I forked this repo and began the refactoring in brach "refactor": https://github.com/sgelb/refugeePhrasebookCreator/tree/refactor. Right now, the fork does not work, but I think you can see the direction I'm taking so far.

I have a lot of other questions and suggestions, but for now, this is enough. Does this make any sense? Would it help? What do you think?


Reply to this email directly or view it on GitHub: https://github.com/refugee-phrasebook/backendscripts/issues/46

sgelb commented 9 years ago

Hello,

thank you for your answers.

I've done some work on my version and would be happy to get some feedback. Have a look at https://github.com/sgelb/refugeePhrasebookCreator. Although there are still a lot of things to do, I would consider it usable and a solid base for further development.

Main features:

Features lacking:

I'd be happy if we could merge our efforts. How should we proceed?

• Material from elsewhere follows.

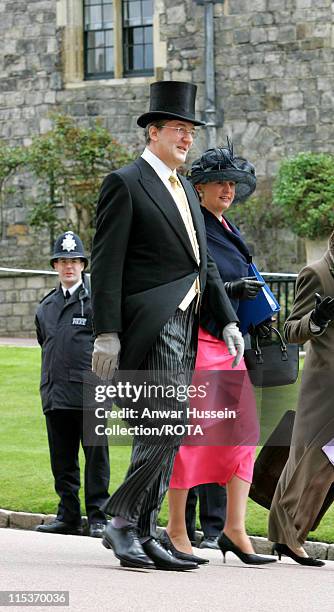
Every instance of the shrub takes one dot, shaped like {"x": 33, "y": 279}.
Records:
{"x": 304, "y": 190}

michal-fre commented 9 years ago

Hello sgelb,

i like it and i would like to reuse parts of it.

Before i can do this: Licensing is MIT (https://github.com/refugee-phrasebook/refugee-phrasebook.github.io/blob/master/LICENSE.md)

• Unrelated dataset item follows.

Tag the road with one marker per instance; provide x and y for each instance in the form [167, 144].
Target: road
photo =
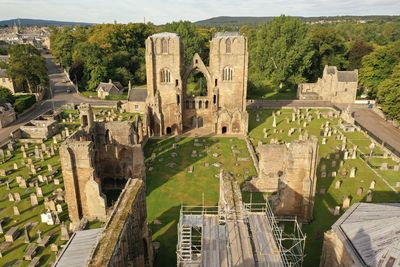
[59, 85]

Maybe it's time to explain some of my thoughts

I will create issues from this as it's just a long list we can split in single tasks.

sgelb commented 9 years ago

My thoughts. I'll number them for better referencing.

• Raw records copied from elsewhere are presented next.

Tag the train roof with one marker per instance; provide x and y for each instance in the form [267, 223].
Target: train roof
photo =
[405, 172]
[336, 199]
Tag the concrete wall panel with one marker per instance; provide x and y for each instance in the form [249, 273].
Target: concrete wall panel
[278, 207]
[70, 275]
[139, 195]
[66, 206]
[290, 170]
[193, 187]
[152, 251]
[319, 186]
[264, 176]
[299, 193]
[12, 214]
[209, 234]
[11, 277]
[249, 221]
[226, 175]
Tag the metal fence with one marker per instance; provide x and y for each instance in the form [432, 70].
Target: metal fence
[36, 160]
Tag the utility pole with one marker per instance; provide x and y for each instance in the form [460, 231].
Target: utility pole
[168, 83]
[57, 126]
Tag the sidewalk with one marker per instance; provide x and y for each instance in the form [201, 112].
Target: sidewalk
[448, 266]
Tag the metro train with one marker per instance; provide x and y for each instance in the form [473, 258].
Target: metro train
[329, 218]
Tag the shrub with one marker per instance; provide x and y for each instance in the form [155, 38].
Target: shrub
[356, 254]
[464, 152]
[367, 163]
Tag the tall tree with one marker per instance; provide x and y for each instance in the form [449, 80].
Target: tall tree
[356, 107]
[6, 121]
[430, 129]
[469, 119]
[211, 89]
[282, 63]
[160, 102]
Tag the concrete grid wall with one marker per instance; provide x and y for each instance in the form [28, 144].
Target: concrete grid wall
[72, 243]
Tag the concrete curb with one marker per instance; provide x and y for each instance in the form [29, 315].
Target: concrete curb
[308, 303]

  1. I prefer to split tasks in functions, not files. This also allows a better use of variables to handle data in memory instead of needing to write and read to/from files between tasks.
  2. Writing the same code again and again is no good style, very painful to maintain and makes it hard for others to get into the code. I'd prefer to check for required program versions and output an error message instead of rewriting a lot of code for each plattform. The used tools should work the same on Linux and OS X, this can be ensured by checking the versions. For example, OS X comes with feature lacking versions of sed (see your tab problem) and grep (no support for pcre). Installing the GNU-versions solves those problems.
  3. declare -A requires Bash 4
  4. Keeping temporary data to avoid reloading data makes sense to save bandwith. Other than that, I don't see any real benefit. On my 6 year old computer, creating the phrasebook Basic conversation for refugees with 5 languages and over 500 columns takes ~13 seconds in total: downloading (~4s) , parsing (~1s) and rendering the pdf (~8s). Even if it took just 0.1 second it would take 2.4 days to create 2118760 versions, so speed is not really a matter.
  5. Supporting other (text-)formats like mediawiki should be easy.
  6. I thought about language detection and came to two conclusions:
    • Users need an easy way to choose the languages to include. For this, a header row with ISO-639 data is very useful, but using the already provided row of (sometimes incorrect) language names should be sufficient and saves the work to manually alter all the spreadsheets.
    • For correct rendering in Tex, we don't really care about the language, it's about the writing system/alphabet. I think this problem is solved in my script, see the comment
  7. FreeSerif from GNU FreeFonts is very promising. It renders at least arabic, bengali, ge'ez, cyrillic, greek and latin script. The list of supported writing systems is very long (see the right side on their page). And it's GPL3-licensed.
  8. I licensed my code under the GPLv3 and recommited the repo as it is not really a fork.

To be honest, I think our project may target the same goal, but use quite different ways. It's hard to work together without knowing each others preferences about project and code structure, goals and milestones and how to proceed together. But as these are rather small projects, I do not see any problems in running them in parallel. The worst that can happen is that users have two programs at their hand and we'll still benefit from each other.